The experimental trials at the Paris Exhibition of 1867 were followed by the appointment in Prussia of still another Commission of inquiry, and, acting on the recommendations of this body, the Prussian Government adopted the "Grund" system, under which the stretchers whereon the recumbent sufferers lay in the goods wagons or fourth-class carriages were placed on poles resting in slots over the convexity of laminated springs having one end screwed into the floor while the other, and free, end was provided with a roller designed to respond to the varying conditions of weight by sliding to and fro. This was the system mainly used in the "sanitary trains" of the Germans in the Franco-Prussian War of 1870-71. It was criticised on the ground (1) that the sick and wounded were still subject to the same jolts and concussions as ordinary seated passengers; (2) that the number who could be carried per carriage or wagon was very small, since it was still the case that only the floor space was utilised; and (3) that it was inconvenient for the doctor and the attendants to have to kneel down in order to attend to the patients.[20] Apart from these disadvantages, the ambulance service of the Germans was well organised during the war. Of ambulance trains, fitted up more or less as complete travelling hospitals, twenty-one were run, and the total number of sufferers removed by rail is said to have been over 89,000.

Owing to traffic congestions, the transport to Berlin of wounded from the army engaged in the investment of Paris occupied no less a period than six days; but these journeys were made in the special ambulance trains which, provided in the later stages of the war, ensured full provision for the feeding, nursing and general comfort of the sufferers. The fact that such journeys could be undertaken at all showed the great advance which had been made since the battle of Sadowa, when most of the wounded could be conveyed no further than to cottages and farm-houses in neighbouring villages.

In the South-African War of 1899-1902 the system favoured was that of having hospital trains either expressly built for the purpose or adapted from ordinary rolling stock and devoted exclusively, for the duration of the war, to the conveyance of the sick and wounded.

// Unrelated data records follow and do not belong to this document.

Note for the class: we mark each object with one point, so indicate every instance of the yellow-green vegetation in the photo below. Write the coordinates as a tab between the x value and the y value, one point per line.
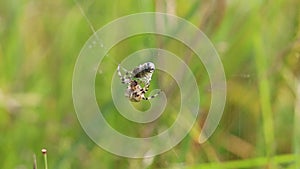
258	42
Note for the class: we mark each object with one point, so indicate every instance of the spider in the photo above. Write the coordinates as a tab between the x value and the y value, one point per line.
136	93
143	73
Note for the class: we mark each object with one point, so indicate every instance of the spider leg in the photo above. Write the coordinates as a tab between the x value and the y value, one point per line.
151	97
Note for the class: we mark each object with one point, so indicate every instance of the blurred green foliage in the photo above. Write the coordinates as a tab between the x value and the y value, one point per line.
258	42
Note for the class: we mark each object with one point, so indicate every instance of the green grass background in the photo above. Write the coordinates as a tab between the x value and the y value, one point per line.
258	43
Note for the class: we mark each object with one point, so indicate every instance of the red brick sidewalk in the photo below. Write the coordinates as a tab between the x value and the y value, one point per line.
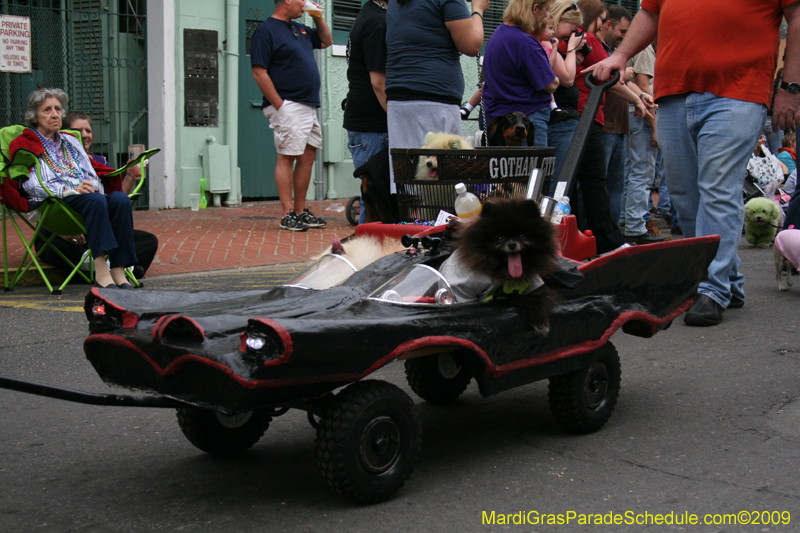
219	238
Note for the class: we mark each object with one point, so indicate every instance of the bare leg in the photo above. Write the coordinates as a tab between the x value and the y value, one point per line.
302	177
118	275
284	169
101	274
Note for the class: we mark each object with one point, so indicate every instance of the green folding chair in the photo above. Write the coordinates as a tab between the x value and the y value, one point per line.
56	215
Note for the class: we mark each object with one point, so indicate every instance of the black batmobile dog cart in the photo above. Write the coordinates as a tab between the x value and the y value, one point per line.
231	362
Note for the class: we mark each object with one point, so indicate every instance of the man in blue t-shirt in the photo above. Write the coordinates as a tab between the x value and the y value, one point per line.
282	57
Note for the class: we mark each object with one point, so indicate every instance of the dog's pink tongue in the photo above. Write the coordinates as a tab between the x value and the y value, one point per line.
514	265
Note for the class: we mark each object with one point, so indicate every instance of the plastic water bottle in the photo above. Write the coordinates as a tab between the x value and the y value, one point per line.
560	210
467	204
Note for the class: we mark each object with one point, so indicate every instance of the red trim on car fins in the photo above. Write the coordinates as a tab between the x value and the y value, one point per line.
402	349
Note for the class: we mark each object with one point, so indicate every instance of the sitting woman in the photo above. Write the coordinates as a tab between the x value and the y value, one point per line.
765	168
74	246
67	172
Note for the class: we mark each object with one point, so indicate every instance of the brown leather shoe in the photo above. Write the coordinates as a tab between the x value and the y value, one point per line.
704	312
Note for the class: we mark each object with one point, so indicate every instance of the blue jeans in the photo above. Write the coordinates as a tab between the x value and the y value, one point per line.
707	141
616	156
363	145
664	203
109	225
641	176
540	118
559	135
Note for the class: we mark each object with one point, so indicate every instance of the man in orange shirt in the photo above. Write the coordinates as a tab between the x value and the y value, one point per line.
713	97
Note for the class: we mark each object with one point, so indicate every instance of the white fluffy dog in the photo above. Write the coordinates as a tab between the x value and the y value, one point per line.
428	167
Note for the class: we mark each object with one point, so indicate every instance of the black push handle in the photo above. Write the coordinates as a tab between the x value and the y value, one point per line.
569	169
606	85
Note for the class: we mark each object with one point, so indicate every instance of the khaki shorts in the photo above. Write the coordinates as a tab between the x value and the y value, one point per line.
294	126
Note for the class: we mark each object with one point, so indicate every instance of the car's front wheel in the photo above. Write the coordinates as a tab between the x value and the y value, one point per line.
582	401
368	440
438	378
223	435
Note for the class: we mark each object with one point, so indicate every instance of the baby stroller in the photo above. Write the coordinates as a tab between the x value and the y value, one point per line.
763	179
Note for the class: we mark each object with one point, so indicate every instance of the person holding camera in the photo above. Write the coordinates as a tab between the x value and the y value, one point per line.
592	171
518	72
567	19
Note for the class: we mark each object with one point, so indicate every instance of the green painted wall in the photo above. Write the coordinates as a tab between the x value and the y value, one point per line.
197	15
190	141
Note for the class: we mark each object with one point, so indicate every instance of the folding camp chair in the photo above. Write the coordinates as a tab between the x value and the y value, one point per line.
56	215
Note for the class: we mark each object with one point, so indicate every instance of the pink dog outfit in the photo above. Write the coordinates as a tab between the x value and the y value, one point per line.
788	243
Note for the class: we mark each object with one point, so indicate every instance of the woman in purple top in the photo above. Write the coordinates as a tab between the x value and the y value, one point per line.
518	72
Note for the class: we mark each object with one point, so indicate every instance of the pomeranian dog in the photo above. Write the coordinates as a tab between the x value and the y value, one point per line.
505	253
428	167
786	254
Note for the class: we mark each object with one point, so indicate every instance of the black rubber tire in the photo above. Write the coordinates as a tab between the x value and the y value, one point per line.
222	435
368	441
438	378
582	401
352	210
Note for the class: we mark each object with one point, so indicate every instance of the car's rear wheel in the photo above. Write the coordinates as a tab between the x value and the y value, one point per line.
438	378
368	440
223	435
582	401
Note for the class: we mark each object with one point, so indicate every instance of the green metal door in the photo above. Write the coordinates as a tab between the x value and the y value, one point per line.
257	155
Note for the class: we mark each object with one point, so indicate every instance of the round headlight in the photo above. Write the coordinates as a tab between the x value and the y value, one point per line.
444	296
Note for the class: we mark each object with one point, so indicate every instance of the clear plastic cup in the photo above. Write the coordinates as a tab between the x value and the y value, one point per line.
312	9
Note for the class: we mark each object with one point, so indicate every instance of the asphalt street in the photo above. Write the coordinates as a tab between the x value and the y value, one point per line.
707	423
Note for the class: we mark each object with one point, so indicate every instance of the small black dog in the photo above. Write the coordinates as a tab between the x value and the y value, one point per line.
510	130
505	254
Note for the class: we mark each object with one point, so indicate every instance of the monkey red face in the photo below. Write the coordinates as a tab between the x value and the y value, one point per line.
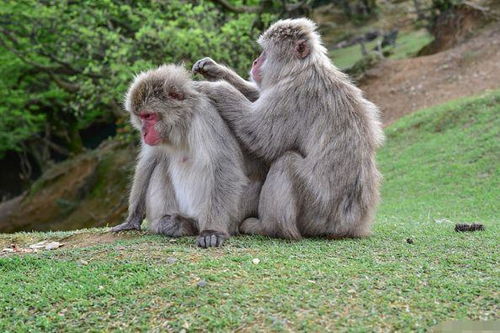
256	71
149	132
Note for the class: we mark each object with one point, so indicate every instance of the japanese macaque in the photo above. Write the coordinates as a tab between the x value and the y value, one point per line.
304	117
191	177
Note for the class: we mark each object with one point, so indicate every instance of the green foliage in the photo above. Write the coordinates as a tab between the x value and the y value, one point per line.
68	63
440	167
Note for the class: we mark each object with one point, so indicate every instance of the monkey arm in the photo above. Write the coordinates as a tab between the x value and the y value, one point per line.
213	71
247	88
137	198
262	133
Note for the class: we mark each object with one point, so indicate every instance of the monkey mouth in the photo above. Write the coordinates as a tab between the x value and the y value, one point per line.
151	138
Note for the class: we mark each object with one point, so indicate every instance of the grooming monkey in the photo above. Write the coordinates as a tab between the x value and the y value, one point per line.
302	115
191	177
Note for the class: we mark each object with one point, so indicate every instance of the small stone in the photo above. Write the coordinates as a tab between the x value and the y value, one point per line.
53	245
39	245
171	260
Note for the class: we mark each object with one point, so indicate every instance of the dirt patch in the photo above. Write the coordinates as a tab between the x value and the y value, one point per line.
453	27
86	239
78	239
400	87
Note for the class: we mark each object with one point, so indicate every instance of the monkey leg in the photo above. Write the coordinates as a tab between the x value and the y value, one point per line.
175	225
278	204
211	238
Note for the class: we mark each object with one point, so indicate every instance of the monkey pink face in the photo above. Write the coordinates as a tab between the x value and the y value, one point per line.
256	71
149	132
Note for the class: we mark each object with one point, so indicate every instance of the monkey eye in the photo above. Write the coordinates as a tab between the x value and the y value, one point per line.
148	116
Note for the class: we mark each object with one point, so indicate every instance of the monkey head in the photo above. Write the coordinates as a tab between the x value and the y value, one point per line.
160	103
286	44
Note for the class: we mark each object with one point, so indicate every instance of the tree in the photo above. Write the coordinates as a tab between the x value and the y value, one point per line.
67	63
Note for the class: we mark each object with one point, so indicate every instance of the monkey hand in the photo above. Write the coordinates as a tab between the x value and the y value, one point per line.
131	224
211	238
209	69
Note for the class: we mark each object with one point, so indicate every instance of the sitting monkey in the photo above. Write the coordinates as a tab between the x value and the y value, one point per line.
315	128
191	177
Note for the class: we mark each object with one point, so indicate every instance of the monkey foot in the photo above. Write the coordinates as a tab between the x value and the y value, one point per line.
126	226
211	238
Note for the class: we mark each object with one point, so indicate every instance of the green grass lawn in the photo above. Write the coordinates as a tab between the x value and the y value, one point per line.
441	166
407	45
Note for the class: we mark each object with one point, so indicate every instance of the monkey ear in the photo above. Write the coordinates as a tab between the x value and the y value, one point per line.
302	48
174	93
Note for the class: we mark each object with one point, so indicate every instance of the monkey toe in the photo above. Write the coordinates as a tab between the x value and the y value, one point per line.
126	226
211	238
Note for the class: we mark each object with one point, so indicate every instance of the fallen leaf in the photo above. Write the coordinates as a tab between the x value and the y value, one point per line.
39	245
53	245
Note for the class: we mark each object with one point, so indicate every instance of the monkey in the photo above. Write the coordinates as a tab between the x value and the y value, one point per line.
315	129
191	177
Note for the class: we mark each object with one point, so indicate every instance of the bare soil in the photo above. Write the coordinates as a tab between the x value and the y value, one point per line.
400	87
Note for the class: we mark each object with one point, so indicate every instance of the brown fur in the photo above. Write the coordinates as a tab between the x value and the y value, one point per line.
196	181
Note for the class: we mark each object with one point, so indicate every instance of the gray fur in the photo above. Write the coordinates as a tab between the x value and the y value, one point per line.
196	181
318	132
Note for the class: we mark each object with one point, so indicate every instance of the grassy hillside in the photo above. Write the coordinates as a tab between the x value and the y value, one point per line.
440	167
407	45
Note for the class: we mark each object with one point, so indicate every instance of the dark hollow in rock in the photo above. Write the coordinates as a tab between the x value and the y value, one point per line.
469	227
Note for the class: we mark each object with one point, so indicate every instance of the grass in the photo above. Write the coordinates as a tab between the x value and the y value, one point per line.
407	45
440	167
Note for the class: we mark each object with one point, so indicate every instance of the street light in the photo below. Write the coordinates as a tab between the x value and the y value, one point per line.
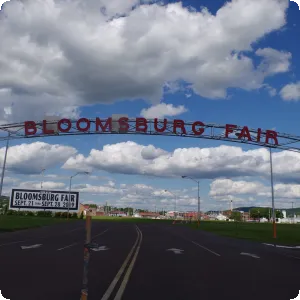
71	177
198	183
4	163
272	191
175	207
42	172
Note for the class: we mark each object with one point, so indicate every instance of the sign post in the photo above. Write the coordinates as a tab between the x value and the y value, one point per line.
44	200
88	246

The "Princess Christian" hospital train, specially constructed for the British Central Red Cross Committee by the Birmingham Railway Carriage and Wagon Company Ltd., according to the plans of Sir John Furley and Mr. W. J. Fieldhouse, and sent out to South Africa early in 1900, consisted of seven carriages, each about 36 ft. in length, and 8 ft. in width, for running on the Cape standard gauge of 3ft. 6in. The carriages were arranged as follows:—I., divided into three compartments for (a) linen and other stores, (b) two nurses and (c) two invalid officers; II., also divided into three compartments, for (a) two medical officers; (b) dining-room and (c) dispensary; III., IV., V., and VI., ward-cars for invalids, carried on beds arranged in three tiers; VII., kitchen, pantry, and a compartment for the guard. The train carried everything that was necessary for patients and staff even though they might be cut off from other sources of supply for a period of two or three weeks.